Dom Leonardo – As vozes dissonantes são normais. Não devemos estranhar. Em primeiro lugar, fazem parte da democracia e da vida da Igreja. Existe uma compreensão de vida do evangelho, uma compreensão de testemunho, de inserção da Igreja na sociedade. É visível que alguns cristãos não gostariam e não gostam de ver a Igreja envolvida nas discussões dos problemas sociais e políticos. Os ensinamentos da Igreja, do magistério nos ajudam a compreender o serviço da Igreja na sociedade. Ela não apoia partidos políticos. Ela discute e propõe caminhos. Temos a oportunidade de participar, dar opiniões, sugerir, porque, vivemos na sociedade, como cristãos. Essa participação dos cristãos é muito importante. O evangelho nos propõe modos de vida, relações novas; o evangelho nos propõe a dignidade de filhos e filhas de Deus. Quando nós, como cristãos, participamos do debate e participamos também das propostas para uma Reforma Política, queremos levar os valores do Evangelho, e isso, às vezes, não é suficientemente compreendido; acham que queremos apoiar um partido político.
O ponto mais difícil é que há meios de comunicação, redes sociais levando erroneamente certo público a achar que a Coalizão está apoiando a Reforma Política de um determinado partido. Afirmam erroneamente que a CNBB e OAB assumiram a proposta de um partido. Se formos comparar as propostas de reforma apresentadas pelos partidos com as da Coalizão, verificaremos uma diferença enorme. A maioria delas quer a continuidade da participação das empresas nas campanhas. Dificilmente algumas delas falam da participação maior das mulheres ou propõe uma participação maior da sociedade e a regulamentação dessa participação nos processos do Congresso Nacional. Então, existem diferenças de compreensão, mas creio que a diferença no fundo é receio de que, participando, não sejamos fiéis ao Evangelho.
De que maneira a Igreja, neste caso, a Igreja se torna fiel ao Evangelho?
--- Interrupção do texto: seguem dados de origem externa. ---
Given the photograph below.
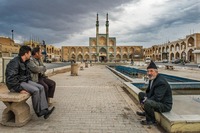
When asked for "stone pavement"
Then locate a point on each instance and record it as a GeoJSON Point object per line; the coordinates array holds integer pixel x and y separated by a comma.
{"type": "Point", "coordinates": [92, 102]}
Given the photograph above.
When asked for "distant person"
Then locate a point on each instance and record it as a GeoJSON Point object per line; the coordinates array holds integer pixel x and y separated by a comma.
{"type": "Point", "coordinates": [38, 69]}
{"type": "Point", "coordinates": [158, 96]}
{"type": "Point", "coordinates": [18, 79]}
{"type": "Point", "coordinates": [132, 62]}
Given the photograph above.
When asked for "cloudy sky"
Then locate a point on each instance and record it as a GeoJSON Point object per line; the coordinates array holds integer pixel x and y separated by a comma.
{"type": "Point", "coordinates": [72, 22]}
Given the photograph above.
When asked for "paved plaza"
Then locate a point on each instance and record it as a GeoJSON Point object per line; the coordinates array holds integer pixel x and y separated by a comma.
{"type": "Point", "coordinates": [92, 102]}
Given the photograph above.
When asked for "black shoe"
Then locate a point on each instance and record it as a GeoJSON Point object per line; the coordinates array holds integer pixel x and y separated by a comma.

Dom Leonardo – Nós somos fiéis ao Evangelho na medida em que ajudamos a construir uma sociedade justa, fraterna. Devolver a grandeza do fazer política faz parte da vida do Evangelho. Existe corrupção no meio político, mas existem políticos que vivem a sua fé e são profundamente éticos. A palavra da Igreja deve animar esses políticos católicos, os cristãos que estão no Congresso. À luz da Palavra de Deus sejam homens e mulheres que vivem para servir. Incentivar os políticos que visam o bem comum. Apoiá-los para que realmente ajudem a construir uma sociedade melhor e não estar a serviço dos interesses de grupos econômicos e pessoais. Incentivar as pessoas que servem na política a serem sinal de mudança, de esperança.
Quais são as expectativas do senhor em relação a esta aprovação que acontecerá na quinta, 15, uma vez que os deputados pediram vista?
Dom Leonardo – Depende. Vamos ver como se movimentam os deputados, as deputadas. Temos pessoas na Câmara que são muito coerentes, que percebem a necessidade de uma mudança na política, nas eleições. Elas estão profundamente engajadas, independentemente de partidos. Entenderam a proposta da Coalizão. Nunca deixar de esperar. A esperança move o cristão. A vida nova do Ressuscitado faz com caminhemos também nas contrariedades.